Friday 26 August 2016

Learning to read

At the moment, our main focus for Miya's schooling is her reading.

When we started consciously working on this in March, when Miya was 5 1/2, she was pretty much completely a non-reader.  I think I am right to say:

  1. She could easily recognise and write all the letters.
  2. She could copy out words written down, or write words when the letters were told to her.
  3. Maybe about half the time she knew individual letter sounds (but no letter combination sounds).
  4. She could recognise and write a few words, such as our names and "cat" and dog".

I decided that I would get Miya to read aloud to me each day, for about 15 to 30 minutes, starting with the simplest leveled readers and working our way up.
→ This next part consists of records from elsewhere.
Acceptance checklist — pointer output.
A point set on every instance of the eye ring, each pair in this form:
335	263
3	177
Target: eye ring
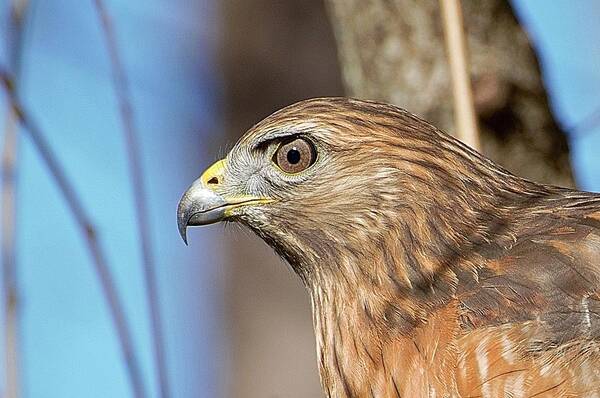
295	155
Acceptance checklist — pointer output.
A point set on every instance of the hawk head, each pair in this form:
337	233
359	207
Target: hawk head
328	182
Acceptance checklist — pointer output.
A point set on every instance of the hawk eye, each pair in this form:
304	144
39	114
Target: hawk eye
295	156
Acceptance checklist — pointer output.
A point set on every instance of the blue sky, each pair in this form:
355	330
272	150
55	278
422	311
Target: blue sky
68	342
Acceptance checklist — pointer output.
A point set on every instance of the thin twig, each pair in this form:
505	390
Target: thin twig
87	229
464	110
121	86
14	44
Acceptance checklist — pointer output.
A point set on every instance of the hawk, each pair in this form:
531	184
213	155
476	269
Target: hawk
432	271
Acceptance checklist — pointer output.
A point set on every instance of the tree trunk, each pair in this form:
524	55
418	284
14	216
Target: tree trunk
393	51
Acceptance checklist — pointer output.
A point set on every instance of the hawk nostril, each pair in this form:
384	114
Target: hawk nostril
213	181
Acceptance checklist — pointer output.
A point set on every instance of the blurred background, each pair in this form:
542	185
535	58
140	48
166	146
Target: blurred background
129	101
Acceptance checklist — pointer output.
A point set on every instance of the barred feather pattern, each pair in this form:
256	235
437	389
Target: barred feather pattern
432	271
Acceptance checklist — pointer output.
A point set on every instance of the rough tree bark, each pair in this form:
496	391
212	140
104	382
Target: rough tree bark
393	51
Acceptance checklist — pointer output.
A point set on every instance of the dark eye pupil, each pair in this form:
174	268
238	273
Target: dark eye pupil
293	156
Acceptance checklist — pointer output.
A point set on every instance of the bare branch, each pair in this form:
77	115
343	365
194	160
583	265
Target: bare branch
14	35
130	133
464	110
86	228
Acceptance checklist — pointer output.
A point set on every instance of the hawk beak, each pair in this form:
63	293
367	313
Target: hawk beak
201	204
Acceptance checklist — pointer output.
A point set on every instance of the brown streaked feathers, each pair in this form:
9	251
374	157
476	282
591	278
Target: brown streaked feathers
432	271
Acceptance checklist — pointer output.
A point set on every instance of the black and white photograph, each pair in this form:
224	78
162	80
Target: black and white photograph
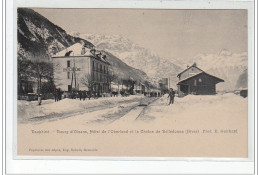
132	82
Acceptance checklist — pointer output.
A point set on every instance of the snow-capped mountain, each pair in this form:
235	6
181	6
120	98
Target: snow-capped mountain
37	35
136	56
224	64
40	38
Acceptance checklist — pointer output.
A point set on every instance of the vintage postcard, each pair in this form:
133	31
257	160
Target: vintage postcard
132	82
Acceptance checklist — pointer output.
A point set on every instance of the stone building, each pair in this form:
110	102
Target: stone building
80	68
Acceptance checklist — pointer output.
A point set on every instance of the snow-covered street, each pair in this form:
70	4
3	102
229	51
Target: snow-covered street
189	120
220	109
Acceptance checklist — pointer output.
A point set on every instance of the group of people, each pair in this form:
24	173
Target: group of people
171	96
57	95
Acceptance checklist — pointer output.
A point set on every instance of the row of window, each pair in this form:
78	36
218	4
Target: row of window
99	67
99	77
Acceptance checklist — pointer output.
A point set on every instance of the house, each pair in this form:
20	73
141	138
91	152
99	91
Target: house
80	68
193	80
164	85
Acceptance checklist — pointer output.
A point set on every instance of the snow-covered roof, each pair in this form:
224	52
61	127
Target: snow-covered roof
220	80
78	49
194	65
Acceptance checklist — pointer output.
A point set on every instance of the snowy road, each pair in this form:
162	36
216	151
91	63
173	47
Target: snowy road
100	111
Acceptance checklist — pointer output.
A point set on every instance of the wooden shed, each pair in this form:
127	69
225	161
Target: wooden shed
197	83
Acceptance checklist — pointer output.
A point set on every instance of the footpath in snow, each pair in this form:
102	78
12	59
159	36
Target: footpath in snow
28	110
198	110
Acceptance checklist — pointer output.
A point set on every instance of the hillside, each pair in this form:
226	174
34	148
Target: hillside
38	36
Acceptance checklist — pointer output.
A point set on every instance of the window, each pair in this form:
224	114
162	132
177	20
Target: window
69	87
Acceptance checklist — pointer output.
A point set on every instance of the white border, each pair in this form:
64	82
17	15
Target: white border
198	165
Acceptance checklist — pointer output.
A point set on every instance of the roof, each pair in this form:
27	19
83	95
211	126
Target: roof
78	50
73	50
194	65
218	79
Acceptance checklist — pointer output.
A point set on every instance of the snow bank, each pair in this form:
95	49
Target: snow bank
199	109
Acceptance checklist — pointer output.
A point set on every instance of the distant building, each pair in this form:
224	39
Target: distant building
164	85
80	68
193	80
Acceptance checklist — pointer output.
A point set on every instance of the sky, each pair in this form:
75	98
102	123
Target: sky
169	33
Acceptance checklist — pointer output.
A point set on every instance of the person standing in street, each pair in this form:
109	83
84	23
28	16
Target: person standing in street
171	95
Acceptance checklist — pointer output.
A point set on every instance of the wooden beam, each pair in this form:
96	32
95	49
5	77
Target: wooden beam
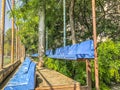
2	34
16	45
12	43
88	71
95	45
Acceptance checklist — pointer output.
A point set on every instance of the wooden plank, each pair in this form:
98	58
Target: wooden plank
52	80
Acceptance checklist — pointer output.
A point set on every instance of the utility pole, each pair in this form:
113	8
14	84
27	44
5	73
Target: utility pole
95	45
2	34
12	44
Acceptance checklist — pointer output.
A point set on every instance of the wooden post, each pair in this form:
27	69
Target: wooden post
2	34
88	71
16	45
12	43
95	45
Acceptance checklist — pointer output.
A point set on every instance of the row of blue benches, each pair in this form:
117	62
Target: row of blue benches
24	78
81	50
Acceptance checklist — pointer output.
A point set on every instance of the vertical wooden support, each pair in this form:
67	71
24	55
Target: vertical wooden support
16	45
12	43
95	45
2	34
88	71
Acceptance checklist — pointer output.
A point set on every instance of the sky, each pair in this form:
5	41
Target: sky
8	21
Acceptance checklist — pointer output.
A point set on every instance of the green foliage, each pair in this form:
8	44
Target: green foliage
109	64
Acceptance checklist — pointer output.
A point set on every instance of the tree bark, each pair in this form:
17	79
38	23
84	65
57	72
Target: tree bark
41	46
72	24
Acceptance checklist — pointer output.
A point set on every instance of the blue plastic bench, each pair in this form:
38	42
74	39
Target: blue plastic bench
24	79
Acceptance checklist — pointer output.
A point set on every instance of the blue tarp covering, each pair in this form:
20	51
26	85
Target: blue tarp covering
81	50
35	55
24	79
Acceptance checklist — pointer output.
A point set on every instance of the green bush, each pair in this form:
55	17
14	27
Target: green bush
109	63
109	66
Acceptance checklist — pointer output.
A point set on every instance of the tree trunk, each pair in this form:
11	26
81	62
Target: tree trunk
72	25
41	46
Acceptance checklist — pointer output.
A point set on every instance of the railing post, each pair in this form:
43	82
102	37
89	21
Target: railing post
2	34
95	45
16	45
12	43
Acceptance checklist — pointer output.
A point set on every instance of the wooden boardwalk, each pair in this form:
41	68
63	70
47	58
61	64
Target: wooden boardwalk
52	80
The leveled readers we chose first were these Reader Rabbit ones:


The first story used only eight different words -- see, I, Sam, look, at, this, book, me -- and each story after that introduced a few more words.

It wasn't long before we got into a routine of reading five stories each day, introducing one new story and dropping one old story.  We tried to read every day, but sometimes missed the occasional day.
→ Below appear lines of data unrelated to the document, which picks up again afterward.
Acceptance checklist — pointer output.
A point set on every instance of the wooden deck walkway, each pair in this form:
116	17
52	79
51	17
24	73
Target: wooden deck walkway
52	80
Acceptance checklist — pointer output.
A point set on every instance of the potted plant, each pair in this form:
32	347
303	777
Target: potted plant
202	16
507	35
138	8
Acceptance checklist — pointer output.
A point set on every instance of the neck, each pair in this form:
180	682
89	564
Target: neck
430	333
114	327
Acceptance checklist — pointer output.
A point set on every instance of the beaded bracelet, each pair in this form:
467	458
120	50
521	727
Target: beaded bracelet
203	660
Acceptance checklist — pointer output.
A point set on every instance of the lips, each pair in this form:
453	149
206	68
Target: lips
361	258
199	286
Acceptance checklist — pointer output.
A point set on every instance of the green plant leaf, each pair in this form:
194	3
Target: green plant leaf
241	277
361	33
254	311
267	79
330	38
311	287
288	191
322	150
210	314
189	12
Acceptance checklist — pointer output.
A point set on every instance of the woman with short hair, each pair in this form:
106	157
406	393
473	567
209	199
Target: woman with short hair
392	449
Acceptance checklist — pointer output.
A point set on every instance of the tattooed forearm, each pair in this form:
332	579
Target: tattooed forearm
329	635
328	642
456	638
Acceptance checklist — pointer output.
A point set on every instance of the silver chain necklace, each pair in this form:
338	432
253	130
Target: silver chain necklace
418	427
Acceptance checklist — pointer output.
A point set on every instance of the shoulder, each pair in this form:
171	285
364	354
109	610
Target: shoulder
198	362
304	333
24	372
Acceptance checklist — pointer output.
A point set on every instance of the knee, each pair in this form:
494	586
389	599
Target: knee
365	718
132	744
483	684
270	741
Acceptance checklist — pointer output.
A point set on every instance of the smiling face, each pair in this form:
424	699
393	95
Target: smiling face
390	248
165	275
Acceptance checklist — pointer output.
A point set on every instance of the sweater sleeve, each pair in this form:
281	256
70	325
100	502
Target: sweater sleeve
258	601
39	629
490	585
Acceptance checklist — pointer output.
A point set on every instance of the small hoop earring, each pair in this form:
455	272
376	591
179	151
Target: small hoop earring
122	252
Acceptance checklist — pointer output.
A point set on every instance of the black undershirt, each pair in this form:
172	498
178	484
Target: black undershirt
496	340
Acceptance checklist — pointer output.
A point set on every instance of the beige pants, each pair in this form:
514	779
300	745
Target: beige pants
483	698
This reader series, which we finished last month, was very successful.  Miya really enjoyed the stories (she seems to prefer stories with talking animals), which were funny and interesting, and it jumped her into reading in a way that gave her lots of confidence to continue.
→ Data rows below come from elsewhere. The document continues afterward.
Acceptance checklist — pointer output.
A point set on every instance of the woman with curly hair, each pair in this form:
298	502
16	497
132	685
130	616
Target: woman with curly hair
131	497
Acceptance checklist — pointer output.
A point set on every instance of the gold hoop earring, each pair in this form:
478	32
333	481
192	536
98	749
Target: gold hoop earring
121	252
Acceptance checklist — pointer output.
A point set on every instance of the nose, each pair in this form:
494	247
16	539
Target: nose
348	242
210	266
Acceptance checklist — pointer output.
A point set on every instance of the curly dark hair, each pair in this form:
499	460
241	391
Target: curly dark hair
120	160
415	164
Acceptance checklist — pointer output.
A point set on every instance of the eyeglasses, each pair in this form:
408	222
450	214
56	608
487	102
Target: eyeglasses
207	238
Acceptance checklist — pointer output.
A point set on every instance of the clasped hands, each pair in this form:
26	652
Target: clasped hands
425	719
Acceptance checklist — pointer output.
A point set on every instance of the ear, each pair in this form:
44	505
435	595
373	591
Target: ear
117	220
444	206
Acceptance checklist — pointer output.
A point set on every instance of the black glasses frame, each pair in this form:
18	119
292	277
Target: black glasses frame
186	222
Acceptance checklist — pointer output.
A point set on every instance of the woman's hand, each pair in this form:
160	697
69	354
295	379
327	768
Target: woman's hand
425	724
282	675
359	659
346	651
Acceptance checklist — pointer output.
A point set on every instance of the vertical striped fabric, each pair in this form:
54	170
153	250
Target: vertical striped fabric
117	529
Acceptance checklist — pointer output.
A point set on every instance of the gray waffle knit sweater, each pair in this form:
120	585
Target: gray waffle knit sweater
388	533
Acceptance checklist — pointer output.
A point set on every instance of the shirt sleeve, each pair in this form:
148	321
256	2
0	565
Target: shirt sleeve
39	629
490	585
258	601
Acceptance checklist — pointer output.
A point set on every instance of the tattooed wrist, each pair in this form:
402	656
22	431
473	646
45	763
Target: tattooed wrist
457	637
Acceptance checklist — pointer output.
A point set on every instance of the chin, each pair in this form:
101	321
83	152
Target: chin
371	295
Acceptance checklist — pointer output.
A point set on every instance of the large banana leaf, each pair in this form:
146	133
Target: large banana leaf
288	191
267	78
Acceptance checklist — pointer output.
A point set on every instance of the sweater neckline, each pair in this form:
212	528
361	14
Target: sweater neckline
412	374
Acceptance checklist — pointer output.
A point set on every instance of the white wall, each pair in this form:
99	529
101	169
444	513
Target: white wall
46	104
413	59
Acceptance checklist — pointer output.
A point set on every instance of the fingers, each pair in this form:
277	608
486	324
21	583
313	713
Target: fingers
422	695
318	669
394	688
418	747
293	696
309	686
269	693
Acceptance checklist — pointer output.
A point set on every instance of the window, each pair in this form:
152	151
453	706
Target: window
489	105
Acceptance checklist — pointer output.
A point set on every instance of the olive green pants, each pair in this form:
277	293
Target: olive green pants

On finishing that series, we have gone through our bookshelves starting with the simplest books and working our way up.  Most of the books we have aren't specifically leveled readers, though we do have quite a few of the Oxford Reading Tree Biff, Chip & Kipper readers, which are excellent.

To give an idea of where we are currently at, yesterday's new book was Put Me in the Zoo.  For the most part Miya read it all correctly, with just a few hesitations and one or two unknown words (she didn't know "violet", and I had to sound it out for her).  I expect that by tomorrow she will be reading it all very smoothly.

What I find interesting about Miya's way of learning to read is that she is still fairly slow at sounding out unknown words.  It is not something that she would immediately do, and it is only something that she is starting to do now as a consequence of me reminding her every time.

She actually seems faster at learning words from me telling them to her.  And it doesn't seem to matter whether new words are told to her directly or whether we spend a bit of time sounding them out together first.  Generally by the third time she has read a new word in a story she can remember it smoothly.

I am not sure what to think of this.  Sometime it is clear that she is just memorising the story and reciting it back to me rather than reading the words.  So, I need to keep changing the books and introducing new stories.  I worry that the way she is learning words will make it difficult for her to learn independently when she encounters new words.  But on the other hand she seems to be progressing very well, learning using her own method.

It is all very different from the way that Mulan learnt to read.

I always felt that I never specifically taught Mulan to read; it just sort of happened.  At no time did we ever work through leveled readers, and nor did I sit alongside her teaching her words.

When Mulan was 5 years 2 months, I wrote here:
I get the sense that Mulan is about 80 to 90% correct in reading most common three and four letter words.  Five letters and up are a bit too long for her—she will generally read them as some three or four letter word that has similar spelling.
By that time Mulan was regularly teaching herself new words by sounding them out independently.  With longer words she still struggled a bit, as she missed parts and so interpreted them as similar sounding shorter words.

Her self-teaching by sounding out words continued, and by the time Mulan was five and a half she was reading simple picture books aloud to two-year-old Miya.  When Mulan was six and a quarter, I wrote here that she could independently read the Frances books.  And when Mulan was six and a half I wrote here that she was independently reading Enid Blyton's The Enchanted Wood.

Two different children, and two very different ways to learn to read.